Saturday, June 23, 2007

10 easy things elected officials can do to make their web sites less embarrassing

1. Stop referring to the past as if it’s in the future.
Most sites are not updated frequently (or at all) after the election. At the very minimum, you should give election results and thank your supporters (even if your campaign was unsuccessful). If your campaign was successful, scrub your site of any time-based references so it doesn’t look out of date when you don’t update it. Want extra credit? Tell people how they can find out about what's going on now that you're in office.

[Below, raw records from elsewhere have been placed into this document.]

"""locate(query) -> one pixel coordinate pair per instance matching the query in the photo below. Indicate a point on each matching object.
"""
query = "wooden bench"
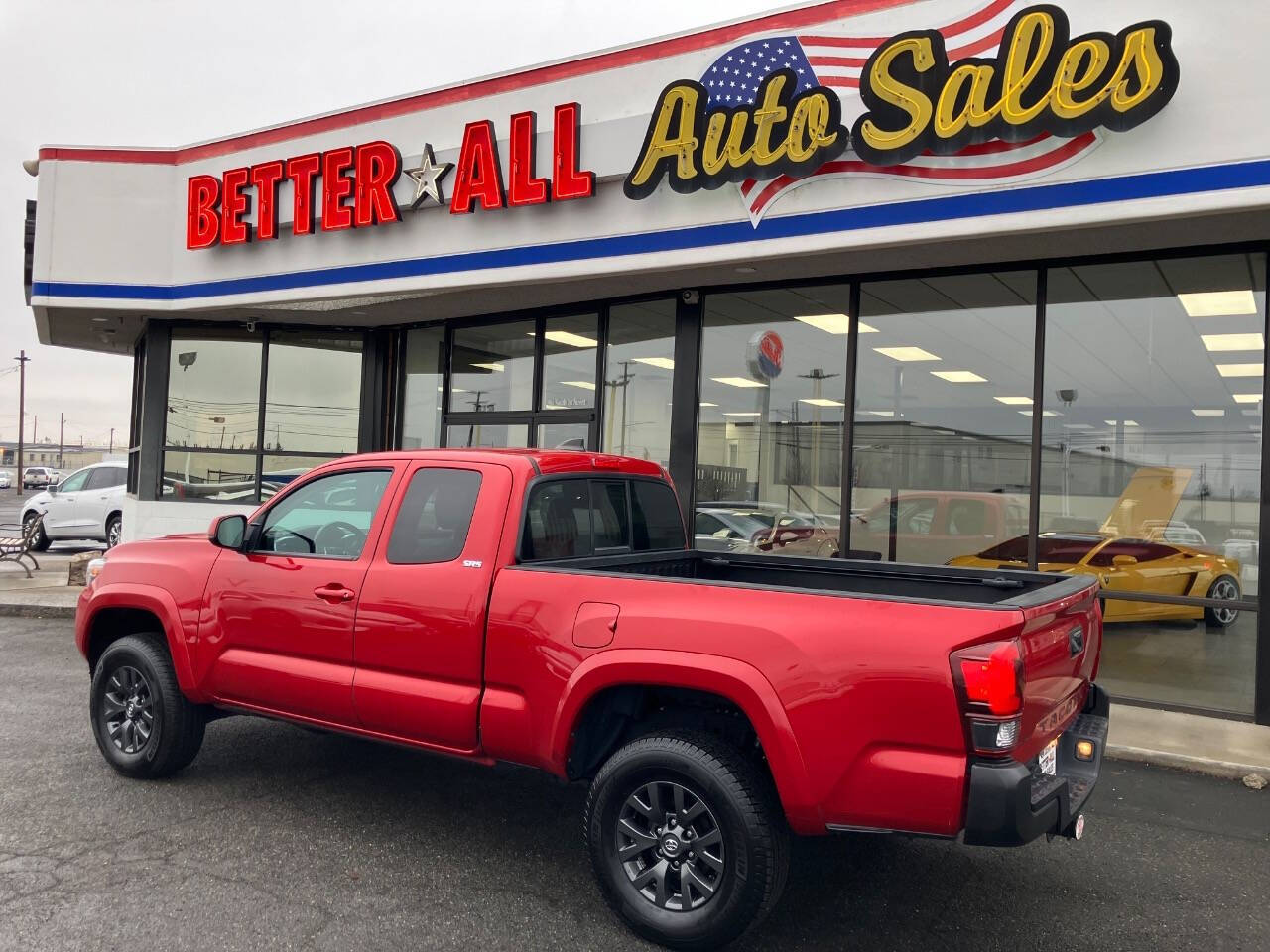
(16, 547)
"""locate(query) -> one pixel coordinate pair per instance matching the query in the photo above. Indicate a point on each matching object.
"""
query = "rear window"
(572, 518)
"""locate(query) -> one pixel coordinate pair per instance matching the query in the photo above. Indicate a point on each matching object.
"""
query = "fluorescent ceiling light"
(906, 354)
(1219, 303)
(828, 322)
(1233, 341)
(1241, 370)
(822, 402)
(564, 336)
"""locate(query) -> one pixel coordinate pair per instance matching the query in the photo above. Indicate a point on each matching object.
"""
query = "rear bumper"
(1011, 803)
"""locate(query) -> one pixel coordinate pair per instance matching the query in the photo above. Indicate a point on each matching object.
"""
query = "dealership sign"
(770, 109)
(353, 185)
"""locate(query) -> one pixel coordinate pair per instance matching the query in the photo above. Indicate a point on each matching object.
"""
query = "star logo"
(427, 179)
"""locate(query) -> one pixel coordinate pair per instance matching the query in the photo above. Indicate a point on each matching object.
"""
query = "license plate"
(1049, 758)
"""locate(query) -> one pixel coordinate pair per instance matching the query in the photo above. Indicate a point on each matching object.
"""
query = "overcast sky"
(91, 72)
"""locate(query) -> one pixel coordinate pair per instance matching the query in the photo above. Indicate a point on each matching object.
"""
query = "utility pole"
(22, 411)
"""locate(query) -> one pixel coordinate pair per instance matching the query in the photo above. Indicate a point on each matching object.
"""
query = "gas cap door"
(594, 625)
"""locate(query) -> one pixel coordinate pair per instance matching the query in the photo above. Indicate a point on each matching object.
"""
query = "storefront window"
(1152, 463)
(943, 426)
(213, 391)
(314, 393)
(570, 362)
(492, 368)
(425, 379)
(639, 381)
(488, 435)
(772, 404)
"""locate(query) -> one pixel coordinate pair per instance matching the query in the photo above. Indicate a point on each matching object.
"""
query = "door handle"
(334, 593)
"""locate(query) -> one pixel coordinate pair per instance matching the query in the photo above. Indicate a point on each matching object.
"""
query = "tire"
(113, 531)
(41, 543)
(1224, 587)
(733, 807)
(134, 689)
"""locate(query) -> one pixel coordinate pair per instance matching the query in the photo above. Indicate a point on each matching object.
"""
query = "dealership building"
(915, 281)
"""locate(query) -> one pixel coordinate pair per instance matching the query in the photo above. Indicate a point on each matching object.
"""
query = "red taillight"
(993, 675)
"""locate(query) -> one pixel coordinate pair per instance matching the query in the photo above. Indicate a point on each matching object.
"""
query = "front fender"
(731, 679)
(148, 598)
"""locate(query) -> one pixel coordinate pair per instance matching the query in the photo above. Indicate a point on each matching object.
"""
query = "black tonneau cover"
(830, 576)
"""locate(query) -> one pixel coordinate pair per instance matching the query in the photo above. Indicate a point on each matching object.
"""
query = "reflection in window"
(772, 403)
(421, 407)
(213, 391)
(1152, 445)
(278, 471)
(570, 362)
(314, 393)
(492, 368)
(943, 429)
(223, 477)
(486, 435)
(640, 371)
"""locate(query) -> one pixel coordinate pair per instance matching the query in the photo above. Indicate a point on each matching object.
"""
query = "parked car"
(540, 607)
(763, 527)
(1129, 565)
(85, 506)
(934, 527)
(37, 476)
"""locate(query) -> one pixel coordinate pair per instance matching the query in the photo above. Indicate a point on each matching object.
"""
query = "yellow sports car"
(1129, 565)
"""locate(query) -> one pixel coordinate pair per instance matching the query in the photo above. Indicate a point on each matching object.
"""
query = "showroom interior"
(1143, 463)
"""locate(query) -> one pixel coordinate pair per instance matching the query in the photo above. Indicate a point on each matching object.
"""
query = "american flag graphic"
(837, 62)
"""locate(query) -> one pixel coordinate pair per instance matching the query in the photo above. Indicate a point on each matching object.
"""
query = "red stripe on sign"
(915, 172)
(556, 72)
(962, 26)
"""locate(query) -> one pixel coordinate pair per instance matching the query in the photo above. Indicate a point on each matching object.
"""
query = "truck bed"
(844, 578)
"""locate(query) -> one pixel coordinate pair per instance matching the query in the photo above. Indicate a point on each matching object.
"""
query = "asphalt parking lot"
(278, 838)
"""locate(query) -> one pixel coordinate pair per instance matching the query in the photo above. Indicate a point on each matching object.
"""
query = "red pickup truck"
(543, 608)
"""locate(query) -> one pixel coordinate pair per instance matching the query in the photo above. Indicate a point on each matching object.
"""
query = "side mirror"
(229, 532)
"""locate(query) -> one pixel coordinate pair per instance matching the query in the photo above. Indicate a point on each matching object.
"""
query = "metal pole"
(22, 411)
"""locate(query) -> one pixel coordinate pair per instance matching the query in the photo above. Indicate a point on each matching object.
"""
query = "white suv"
(85, 506)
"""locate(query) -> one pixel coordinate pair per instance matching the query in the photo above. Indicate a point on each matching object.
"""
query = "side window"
(327, 517)
(608, 511)
(968, 517)
(435, 517)
(656, 524)
(558, 521)
(73, 484)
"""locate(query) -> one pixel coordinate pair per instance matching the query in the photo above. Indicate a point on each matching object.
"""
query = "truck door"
(280, 626)
(421, 621)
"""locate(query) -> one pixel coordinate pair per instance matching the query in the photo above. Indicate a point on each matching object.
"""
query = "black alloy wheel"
(688, 839)
(670, 846)
(127, 710)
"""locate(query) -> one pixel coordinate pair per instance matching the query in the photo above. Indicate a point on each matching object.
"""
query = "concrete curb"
(18, 610)
(1224, 770)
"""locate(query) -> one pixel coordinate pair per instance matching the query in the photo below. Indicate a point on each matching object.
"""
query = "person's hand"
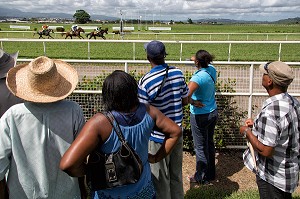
(249, 122)
(151, 158)
(198, 104)
(242, 129)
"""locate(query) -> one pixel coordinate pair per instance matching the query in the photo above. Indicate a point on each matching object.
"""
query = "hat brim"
(8, 64)
(18, 83)
(262, 68)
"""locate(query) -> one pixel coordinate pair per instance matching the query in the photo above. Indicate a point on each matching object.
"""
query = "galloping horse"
(45, 32)
(76, 34)
(98, 34)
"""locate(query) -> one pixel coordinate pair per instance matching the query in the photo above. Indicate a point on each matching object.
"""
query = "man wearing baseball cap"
(274, 135)
(35, 134)
(7, 99)
(165, 88)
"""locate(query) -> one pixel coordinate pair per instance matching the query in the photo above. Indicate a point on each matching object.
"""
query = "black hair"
(120, 92)
(204, 58)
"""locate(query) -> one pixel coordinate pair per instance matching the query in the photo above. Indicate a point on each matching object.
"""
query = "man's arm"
(262, 149)
(3, 189)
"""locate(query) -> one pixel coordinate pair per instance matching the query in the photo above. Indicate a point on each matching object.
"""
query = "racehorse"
(98, 34)
(76, 34)
(44, 32)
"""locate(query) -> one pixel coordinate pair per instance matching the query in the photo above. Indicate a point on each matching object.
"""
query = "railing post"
(133, 50)
(229, 49)
(126, 67)
(180, 52)
(89, 51)
(279, 53)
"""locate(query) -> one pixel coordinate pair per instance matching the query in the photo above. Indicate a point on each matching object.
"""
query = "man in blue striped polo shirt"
(275, 135)
(165, 88)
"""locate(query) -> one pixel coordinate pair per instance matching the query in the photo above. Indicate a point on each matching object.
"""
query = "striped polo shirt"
(169, 99)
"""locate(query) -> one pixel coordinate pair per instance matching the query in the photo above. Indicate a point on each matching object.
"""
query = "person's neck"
(274, 91)
(156, 64)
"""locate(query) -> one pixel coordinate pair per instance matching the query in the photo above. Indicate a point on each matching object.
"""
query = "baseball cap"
(281, 73)
(7, 61)
(155, 49)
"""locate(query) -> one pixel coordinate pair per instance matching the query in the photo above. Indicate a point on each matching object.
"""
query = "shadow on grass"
(229, 162)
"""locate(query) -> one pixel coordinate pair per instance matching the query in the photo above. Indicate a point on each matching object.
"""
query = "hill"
(15, 13)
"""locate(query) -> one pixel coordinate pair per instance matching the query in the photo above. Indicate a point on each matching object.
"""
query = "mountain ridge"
(15, 13)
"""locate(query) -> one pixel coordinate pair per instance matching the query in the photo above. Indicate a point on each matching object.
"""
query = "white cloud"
(270, 10)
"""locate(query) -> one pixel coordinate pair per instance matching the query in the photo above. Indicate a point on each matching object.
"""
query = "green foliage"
(215, 192)
(60, 29)
(190, 21)
(207, 192)
(81, 17)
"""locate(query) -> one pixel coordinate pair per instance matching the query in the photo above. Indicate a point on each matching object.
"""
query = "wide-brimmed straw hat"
(43, 80)
(7, 61)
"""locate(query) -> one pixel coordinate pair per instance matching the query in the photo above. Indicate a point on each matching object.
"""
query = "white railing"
(44, 41)
(248, 92)
(245, 91)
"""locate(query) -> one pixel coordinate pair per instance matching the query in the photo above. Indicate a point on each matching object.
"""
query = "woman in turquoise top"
(136, 121)
(203, 116)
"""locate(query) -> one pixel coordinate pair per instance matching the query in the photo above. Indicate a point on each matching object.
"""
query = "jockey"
(98, 29)
(44, 28)
(74, 28)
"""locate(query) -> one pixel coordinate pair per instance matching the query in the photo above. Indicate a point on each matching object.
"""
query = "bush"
(228, 122)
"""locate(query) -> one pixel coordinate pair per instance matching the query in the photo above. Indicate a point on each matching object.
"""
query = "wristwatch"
(245, 132)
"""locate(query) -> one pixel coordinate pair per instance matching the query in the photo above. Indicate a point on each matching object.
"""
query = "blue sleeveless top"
(136, 128)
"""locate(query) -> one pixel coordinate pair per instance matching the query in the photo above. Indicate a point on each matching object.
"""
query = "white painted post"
(180, 51)
(89, 51)
(279, 53)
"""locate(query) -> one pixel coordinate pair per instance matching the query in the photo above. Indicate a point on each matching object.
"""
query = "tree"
(190, 21)
(81, 17)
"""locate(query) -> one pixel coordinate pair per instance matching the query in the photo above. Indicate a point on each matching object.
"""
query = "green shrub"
(60, 29)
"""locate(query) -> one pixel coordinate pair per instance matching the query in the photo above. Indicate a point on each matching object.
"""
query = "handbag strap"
(116, 127)
(163, 83)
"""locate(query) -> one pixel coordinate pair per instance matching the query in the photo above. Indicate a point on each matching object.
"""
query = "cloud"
(269, 10)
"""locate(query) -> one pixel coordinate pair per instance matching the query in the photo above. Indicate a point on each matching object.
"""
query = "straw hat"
(43, 80)
(7, 61)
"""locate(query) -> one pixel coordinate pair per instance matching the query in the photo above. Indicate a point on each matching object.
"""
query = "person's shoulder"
(69, 103)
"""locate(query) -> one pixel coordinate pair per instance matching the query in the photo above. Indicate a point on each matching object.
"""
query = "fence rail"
(181, 43)
(247, 93)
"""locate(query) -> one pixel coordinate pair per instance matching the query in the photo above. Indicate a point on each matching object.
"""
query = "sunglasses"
(266, 67)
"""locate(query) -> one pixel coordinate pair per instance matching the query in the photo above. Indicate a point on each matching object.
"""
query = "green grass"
(113, 50)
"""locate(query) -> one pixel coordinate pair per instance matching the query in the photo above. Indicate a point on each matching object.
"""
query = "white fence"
(247, 93)
(19, 27)
(181, 43)
(159, 28)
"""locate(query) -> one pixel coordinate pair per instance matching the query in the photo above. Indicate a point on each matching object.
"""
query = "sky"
(177, 10)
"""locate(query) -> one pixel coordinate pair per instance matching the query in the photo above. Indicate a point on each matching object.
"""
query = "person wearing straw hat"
(7, 99)
(35, 134)
(164, 87)
(274, 135)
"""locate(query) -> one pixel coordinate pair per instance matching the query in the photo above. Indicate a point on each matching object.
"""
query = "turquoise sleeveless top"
(136, 128)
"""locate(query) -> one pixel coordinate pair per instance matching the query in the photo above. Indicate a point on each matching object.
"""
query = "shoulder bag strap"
(163, 82)
(116, 127)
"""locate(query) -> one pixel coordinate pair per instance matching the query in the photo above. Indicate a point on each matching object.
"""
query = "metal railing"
(181, 43)
(244, 80)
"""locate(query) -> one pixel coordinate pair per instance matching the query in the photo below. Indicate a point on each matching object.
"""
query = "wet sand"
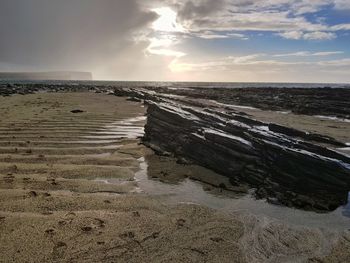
(74, 188)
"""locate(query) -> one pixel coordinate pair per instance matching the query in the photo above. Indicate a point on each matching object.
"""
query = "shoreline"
(56, 213)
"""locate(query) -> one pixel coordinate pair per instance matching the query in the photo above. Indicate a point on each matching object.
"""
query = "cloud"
(284, 16)
(309, 54)
(65, 34)
(316, 35)
(342, 4)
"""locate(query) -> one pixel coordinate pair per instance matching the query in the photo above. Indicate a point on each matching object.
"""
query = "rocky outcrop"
(282, 164)
(309, 101)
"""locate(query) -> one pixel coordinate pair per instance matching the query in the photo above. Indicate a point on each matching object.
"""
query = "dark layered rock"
(309, 101)
(284, 165)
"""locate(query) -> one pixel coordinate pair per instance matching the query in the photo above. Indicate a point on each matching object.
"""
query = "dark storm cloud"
(67, 34)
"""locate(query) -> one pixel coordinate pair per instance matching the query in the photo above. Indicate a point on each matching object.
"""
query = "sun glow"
(166, 33)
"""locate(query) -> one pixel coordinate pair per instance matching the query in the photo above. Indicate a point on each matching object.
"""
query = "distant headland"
(54, 75)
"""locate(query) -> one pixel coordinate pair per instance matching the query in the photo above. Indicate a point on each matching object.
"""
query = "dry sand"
(55, 205)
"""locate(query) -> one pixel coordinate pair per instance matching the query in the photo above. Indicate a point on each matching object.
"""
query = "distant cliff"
(59, 75)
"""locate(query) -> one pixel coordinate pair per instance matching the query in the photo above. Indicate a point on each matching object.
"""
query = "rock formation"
(282, 164)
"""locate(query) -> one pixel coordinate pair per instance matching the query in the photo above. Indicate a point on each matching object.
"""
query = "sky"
(180, 40)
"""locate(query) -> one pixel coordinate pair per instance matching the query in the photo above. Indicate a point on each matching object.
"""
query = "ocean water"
(179, 85)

2. Respond to your email or get rid of the link.
If you or someone in your office isn’t responding to your email within 48 hours, you need to set expectations on your contact page. If you’re not responding to it at all, you’re losing a great chance to build a relationship with someone who actually cares about what you’re doing; before you tick them off, just remove the email link.

3. Get rid of the calendar.
You’re busy. But an empty calendar on your web site sure doesn’t reflect that. If you’re not going to update your calendar, get rid of it. (The same is true of any area of your site you aren’t updating: if you have an “in the news” area that’s languishing, use it or remove it.)

4. Make sure every person who fills out your volunteer form gets a prompt response.
Do this even if you’re not currently in the middle of a campaign; this is not about you, it’s about them. They found your web site, filled out your form and want to help. Thank them and give them some expectation of when things will heat up. (And heck, while you’re at it, why don’t you recruit them to send emails in response to offers of volunteer help?)

5. Give your press releases a home on the web.
You—or someone in your office—are already doing this work so expose more people to it (and start building a library of your accomplishments) by making them available (preferably not as pdfs) on your site.

6. Make sure your links go to the right place.
Really. You’d be surprised how many political sites include broken links or calendar buttons that link to a volunteer form. Ask a volunteer or a kid to go through and click every single link. And then fix what’s broken.

7. Remove or resize photos that are too small to see whose hand you’re shaking.
The mere presence of photos does not make your site graphically interesting.

8. If you must link to pdf files, warn your readers.
Adobe’s pdf format is a convenient way to distribute materials, but it’s not very web friendly. If possible, include the pdf as html so web searchers will find the info when they surf. And if it really makes most sense to link to a pdf, indicate it as such with a simple (pdf) embedded in the link.

9. Spell check your site, then grammar check it.
Because it's so easy to publish to the web, many folks are tempted to skip the spelling/grammar check; don't fall into this trap.

10. Get someone to update your site so constituents have easy access to news about what you're doing.
Oh wait, that's way beyond making sure your web presence isn't an embarrassment; I'll cover this one (in great detail) later.